The format for a profile is below:

"global_stats": {
    "samples_used": int,
    "column_count": int,
    "row_count": int,
    "row_has_null_ratio": float,
    "row_is_null_ratio": float,    
    "unique_row_ratio": float,
    "duplicate_row_count": int,
    "file_type": string,
    "encoding": string,
},
"data_stats": {
    <column name>: {
        "column_name": string,
        "data_type": string,
        "data_label": string,
        "categorical": bool,
        "order": string,
	"samples": list(str),
        "statistics": {
            "sample_size": int,
            "null_count": int,
            "null_types": list(string),
            "null_types_index": {
                string: list(int)
            },
            "data_type_representation": [string, list(string)],
            "min": [null, float],
            "max": [null, float],
            "mean": float,
            "variance": float,
            "stddev": float,
            "histogram": { 
                "bin_counts": list(int),
		"bin_edges": list(float),
            },
            "quantiles": {
                int: float
            }
            "vocab": list(char),
            "avg_predictions": dict(float), 
            "data_label_representation": dict(float),
            "categories": list(str),
            "unique_count": int,
            "unique_ratio": float,
            "precision": {
	        'min': int,
		'max': int,
		'mean': float,
		'var': float,
		'std': float,
		'sample_size': int,
		'margin_of_error': float,
		'confidence_level': float		
	    },
            "times": dict(float),
            "format": string
        }
    }
}

Support

Supported Data Formats

  • Any delimited file (CSV, TSV, etc.)
  • JSON object
  • Avro file
  • Parquet file
  • Pandas DataFrame

Data Types

Data Types are determined at the column level for structured data

  • Int
  • Float
  • String
  • DateTime

Data Labels

Data Labels are determined per cell for structured data (column/row when the profiler is used) or at the character level for unstructured data.

  • UNKNOWN
  • ADDRESS
  • BAN (bank account number, 10-18 digits)
  • CREDIT_CARD
  • EMAIL_ADDRESS
  • UUID
  • HASH_OR_KEY (md5, sha1, sha256, random hash, etc.)
  • IPV4
  • IPV6
  • MAC_ADDRESS
  • PERSON
  • PHONE_NUMBER
  • SSN
  • URL
  • US_STATE
  • DRIVERS_LICENSE
  • DATE
  • TIME
  • DATETIME
  • INTEGER
  • FLOAT
  • QUANTITY
  • ORDINAL

Get Started

Load a File

The Data Profiler can profile the following data/file types:

  • CSV file (or any delimited file)
  • JSON object
  • Avro file
  • Parquet file
  • Pandas DataFrame

The profiler should automatically identify the file type and load the data into a Data Class.

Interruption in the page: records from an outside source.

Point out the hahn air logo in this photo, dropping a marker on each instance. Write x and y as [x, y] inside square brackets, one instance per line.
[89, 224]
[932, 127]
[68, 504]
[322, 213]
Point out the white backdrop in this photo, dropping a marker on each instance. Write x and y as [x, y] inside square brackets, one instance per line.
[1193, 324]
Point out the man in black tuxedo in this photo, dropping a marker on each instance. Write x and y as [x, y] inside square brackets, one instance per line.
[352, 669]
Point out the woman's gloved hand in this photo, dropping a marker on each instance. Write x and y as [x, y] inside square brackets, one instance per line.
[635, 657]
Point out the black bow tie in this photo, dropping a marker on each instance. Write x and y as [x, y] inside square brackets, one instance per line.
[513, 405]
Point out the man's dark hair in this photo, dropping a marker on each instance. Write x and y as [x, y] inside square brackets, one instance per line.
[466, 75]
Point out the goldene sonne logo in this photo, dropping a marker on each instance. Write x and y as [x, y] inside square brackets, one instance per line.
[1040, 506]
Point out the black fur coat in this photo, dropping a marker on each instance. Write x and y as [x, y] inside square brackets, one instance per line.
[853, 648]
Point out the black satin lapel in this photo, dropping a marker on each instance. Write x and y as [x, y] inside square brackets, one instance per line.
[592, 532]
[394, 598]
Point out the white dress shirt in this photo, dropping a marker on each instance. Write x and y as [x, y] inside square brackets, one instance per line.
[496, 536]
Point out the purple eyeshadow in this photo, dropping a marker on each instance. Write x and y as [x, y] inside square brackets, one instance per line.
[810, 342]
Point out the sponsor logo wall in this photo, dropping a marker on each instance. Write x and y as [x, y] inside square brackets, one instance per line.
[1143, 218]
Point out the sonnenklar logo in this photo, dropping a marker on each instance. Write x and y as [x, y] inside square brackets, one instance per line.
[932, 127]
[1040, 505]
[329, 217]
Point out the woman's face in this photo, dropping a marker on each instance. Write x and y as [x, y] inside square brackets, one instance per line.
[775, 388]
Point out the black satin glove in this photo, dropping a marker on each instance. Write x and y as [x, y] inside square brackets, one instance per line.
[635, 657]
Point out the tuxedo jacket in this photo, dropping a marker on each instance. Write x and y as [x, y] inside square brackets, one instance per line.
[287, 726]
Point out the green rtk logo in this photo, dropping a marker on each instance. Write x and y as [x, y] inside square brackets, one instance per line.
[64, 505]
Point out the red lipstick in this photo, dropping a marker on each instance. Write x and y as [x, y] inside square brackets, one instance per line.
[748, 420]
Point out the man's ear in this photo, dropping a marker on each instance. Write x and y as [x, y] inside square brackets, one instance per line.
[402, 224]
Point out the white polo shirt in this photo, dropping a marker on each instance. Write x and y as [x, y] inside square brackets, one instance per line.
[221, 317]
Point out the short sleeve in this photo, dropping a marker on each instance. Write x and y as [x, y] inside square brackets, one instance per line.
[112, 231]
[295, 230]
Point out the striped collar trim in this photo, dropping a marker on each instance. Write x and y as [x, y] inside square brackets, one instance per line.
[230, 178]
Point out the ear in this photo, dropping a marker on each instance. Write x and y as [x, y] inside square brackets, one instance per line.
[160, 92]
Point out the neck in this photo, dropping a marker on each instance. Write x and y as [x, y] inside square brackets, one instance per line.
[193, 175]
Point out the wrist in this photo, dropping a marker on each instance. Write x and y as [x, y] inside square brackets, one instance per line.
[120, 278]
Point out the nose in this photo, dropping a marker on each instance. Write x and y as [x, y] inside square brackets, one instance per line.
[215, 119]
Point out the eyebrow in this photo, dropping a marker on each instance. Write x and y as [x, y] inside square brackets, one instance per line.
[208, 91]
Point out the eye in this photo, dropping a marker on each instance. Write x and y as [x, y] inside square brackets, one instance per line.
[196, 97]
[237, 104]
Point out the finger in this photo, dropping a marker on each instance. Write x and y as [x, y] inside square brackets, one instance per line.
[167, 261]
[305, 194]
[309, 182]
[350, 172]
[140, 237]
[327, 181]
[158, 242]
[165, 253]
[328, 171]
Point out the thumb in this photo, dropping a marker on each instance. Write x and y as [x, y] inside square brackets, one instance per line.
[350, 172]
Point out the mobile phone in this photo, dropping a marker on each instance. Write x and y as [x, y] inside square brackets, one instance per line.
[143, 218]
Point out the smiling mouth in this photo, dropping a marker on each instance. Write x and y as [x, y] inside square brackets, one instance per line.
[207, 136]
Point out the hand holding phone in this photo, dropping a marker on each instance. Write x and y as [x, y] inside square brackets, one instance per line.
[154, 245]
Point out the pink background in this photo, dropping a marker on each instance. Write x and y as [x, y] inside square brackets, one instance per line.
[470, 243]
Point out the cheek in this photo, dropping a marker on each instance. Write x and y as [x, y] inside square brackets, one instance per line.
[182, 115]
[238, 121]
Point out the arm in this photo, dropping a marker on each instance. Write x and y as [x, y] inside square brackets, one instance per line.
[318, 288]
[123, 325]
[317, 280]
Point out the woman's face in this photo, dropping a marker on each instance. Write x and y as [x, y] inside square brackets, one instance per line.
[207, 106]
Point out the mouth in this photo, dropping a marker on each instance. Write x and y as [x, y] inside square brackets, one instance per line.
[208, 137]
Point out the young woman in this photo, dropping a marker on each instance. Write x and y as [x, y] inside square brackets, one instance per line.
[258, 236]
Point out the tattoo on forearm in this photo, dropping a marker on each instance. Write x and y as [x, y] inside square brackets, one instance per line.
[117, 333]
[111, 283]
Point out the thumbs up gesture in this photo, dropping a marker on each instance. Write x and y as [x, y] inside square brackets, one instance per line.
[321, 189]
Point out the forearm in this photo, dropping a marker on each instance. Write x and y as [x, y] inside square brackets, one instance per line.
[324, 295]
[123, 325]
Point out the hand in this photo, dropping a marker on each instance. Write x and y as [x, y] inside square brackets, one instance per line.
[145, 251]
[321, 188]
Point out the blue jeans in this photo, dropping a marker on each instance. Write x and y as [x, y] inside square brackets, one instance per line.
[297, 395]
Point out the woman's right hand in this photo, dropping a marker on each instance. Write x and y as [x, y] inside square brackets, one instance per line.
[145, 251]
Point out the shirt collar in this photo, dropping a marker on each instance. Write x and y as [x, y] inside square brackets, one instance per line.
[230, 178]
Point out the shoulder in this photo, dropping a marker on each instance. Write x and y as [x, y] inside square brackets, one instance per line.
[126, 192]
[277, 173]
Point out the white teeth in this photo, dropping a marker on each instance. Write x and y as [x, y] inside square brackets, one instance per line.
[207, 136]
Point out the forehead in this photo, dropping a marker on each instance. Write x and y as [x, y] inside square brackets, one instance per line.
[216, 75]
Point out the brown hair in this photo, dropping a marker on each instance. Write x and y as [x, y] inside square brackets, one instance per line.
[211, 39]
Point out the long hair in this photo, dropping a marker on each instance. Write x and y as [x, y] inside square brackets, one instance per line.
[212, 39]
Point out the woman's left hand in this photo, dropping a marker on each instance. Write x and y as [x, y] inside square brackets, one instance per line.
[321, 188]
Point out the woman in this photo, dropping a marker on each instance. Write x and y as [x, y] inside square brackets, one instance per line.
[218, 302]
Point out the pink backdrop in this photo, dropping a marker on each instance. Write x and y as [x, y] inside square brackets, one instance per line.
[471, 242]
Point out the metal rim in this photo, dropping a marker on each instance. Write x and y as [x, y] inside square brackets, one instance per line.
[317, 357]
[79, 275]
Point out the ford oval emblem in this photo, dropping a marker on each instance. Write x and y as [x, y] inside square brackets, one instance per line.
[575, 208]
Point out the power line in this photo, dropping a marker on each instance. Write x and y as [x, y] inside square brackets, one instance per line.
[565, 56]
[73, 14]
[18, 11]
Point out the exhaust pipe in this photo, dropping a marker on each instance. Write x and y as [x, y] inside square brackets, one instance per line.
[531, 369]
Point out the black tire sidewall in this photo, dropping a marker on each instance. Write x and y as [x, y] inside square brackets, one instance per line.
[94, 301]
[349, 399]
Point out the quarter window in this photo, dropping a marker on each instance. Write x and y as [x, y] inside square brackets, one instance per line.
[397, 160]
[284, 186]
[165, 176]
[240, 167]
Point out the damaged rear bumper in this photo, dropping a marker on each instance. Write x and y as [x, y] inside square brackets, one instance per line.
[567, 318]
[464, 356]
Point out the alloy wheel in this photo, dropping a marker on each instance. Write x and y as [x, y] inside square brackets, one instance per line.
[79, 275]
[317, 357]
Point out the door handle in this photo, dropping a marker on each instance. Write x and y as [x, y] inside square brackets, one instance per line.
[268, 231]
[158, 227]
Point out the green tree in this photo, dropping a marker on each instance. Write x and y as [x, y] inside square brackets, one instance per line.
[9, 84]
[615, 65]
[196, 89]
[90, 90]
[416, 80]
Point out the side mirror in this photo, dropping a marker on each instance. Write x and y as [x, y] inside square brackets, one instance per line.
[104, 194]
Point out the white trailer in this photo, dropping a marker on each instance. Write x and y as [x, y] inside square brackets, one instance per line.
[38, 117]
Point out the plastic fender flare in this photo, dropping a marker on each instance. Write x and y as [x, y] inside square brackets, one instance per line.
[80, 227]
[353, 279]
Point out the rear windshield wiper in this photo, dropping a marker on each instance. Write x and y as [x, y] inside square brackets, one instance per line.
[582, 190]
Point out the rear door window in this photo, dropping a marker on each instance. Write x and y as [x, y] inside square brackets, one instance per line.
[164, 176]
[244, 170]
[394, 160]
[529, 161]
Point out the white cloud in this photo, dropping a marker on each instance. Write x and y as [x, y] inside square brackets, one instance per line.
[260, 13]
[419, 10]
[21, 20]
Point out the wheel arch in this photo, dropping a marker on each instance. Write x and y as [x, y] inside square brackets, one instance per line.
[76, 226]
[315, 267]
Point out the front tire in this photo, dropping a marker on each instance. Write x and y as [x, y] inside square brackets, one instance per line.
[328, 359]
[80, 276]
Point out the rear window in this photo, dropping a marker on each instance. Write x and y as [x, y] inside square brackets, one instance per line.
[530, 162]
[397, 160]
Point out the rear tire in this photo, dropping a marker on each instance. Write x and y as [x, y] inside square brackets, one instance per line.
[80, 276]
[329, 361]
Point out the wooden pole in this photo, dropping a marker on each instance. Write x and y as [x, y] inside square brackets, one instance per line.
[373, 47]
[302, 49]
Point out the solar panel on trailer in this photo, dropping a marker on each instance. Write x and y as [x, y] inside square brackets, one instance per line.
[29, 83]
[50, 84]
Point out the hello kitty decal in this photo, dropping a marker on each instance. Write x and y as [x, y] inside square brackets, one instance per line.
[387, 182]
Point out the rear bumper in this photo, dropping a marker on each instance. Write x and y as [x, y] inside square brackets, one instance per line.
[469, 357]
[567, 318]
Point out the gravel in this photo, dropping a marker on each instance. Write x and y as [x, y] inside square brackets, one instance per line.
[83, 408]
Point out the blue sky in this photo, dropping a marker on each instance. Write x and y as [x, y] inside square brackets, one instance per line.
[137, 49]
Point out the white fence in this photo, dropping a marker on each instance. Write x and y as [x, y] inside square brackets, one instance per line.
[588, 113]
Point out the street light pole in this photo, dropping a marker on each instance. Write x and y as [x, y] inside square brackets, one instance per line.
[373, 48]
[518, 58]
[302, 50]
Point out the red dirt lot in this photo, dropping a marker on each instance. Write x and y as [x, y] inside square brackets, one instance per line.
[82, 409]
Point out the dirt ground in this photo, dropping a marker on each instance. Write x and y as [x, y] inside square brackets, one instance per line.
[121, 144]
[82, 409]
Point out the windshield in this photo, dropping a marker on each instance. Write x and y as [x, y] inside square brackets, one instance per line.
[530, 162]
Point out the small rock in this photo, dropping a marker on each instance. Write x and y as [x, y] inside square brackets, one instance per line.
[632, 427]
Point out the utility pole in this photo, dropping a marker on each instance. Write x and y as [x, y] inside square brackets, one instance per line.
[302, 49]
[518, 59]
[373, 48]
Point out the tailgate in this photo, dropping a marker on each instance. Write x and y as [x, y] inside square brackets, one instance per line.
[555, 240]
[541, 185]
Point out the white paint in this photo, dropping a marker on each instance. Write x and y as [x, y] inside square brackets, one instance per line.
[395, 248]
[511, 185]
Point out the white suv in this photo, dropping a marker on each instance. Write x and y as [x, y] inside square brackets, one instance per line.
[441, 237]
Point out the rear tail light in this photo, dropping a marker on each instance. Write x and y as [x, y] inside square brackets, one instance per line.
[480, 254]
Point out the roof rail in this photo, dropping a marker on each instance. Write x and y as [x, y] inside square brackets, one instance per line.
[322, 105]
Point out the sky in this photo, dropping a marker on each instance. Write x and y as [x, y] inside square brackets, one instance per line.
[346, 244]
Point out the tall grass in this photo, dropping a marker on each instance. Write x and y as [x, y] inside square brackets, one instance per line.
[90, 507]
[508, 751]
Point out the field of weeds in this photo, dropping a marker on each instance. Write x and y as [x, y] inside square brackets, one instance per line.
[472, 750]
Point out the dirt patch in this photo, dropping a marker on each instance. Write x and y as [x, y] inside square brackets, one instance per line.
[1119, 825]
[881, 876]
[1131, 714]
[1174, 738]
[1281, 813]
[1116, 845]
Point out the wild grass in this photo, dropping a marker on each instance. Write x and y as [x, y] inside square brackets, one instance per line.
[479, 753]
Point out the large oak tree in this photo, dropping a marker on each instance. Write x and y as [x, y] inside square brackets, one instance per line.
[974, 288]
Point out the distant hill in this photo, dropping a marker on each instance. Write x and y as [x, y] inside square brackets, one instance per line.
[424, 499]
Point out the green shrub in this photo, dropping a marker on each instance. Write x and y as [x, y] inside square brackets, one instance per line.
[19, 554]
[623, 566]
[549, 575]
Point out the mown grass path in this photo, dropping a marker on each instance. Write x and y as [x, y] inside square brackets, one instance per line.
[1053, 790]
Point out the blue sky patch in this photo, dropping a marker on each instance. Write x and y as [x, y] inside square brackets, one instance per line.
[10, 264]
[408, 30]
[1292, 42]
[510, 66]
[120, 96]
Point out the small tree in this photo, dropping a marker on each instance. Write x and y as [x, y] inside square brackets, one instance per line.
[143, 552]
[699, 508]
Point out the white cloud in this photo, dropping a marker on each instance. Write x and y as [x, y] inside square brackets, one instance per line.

Along with other attributtes the Data class enables data to be accessed via a valid Pandas DataFrame.

# Load a csv file, return a CSVData object
csv_data = Data('your_file.csv') 

# Print the first 10 rows of the csv file
print(csv_data.data.head(10))

# Load a parquet file, return a ParquetData object
parquet_data = Data('your_file.parquet')

# Sort the data by the name column
parquet_data.data.sort_values(by='name', inplace=True)

# Print the sorted first 10 rows of the parquet data
print(parquet_data.data.head(10))

If the file type is not automatically identified (rare), you can specify them specifically, see section Specifying a Filetype or Delimiter.

Profile a File

Example uses a CSV file for example, but CSV, JSON, Avro or Parquet should also work.

import json
from dataprofiler import Data, Profiler

# Load file (CSV should be automatically identified)
data = Data("your_file.csv") 

# Profile the dataset
profile = Profiler(data)

# Generate a report and use json to prettify.
report  = profile.report(report_options={"output_format":"pretty"})

# Print the report
print(json.dumps(report, indent=4))

Updating Profiles

Currently, the data profiler is equipped to update its profile in batches.

import json
from dataprofiler import Data, Profiler

# Load and profile a CSV file
data = Data("your_file.csv")
profile = Profiler(data)

# Update the profile with new data:
new_data = Data("new_data.csv")
profile.update_profile(new_data)

# Print the report using json to prettify.
report  = profile.report(report_options={"output_format":"pretty"})
print(json.dumps(report, indent=4))

Note that if the data you update the profile with contains integer indices that overlap with the indices on data originally profiled, when null rows are calculated the indices will be "shifted" to uninhabited values so that null counts and ratios are still accurate.

Merging Profiles

If you have two files with the same schema (but different data), it is possible to merge the two profiles together via an addition operator.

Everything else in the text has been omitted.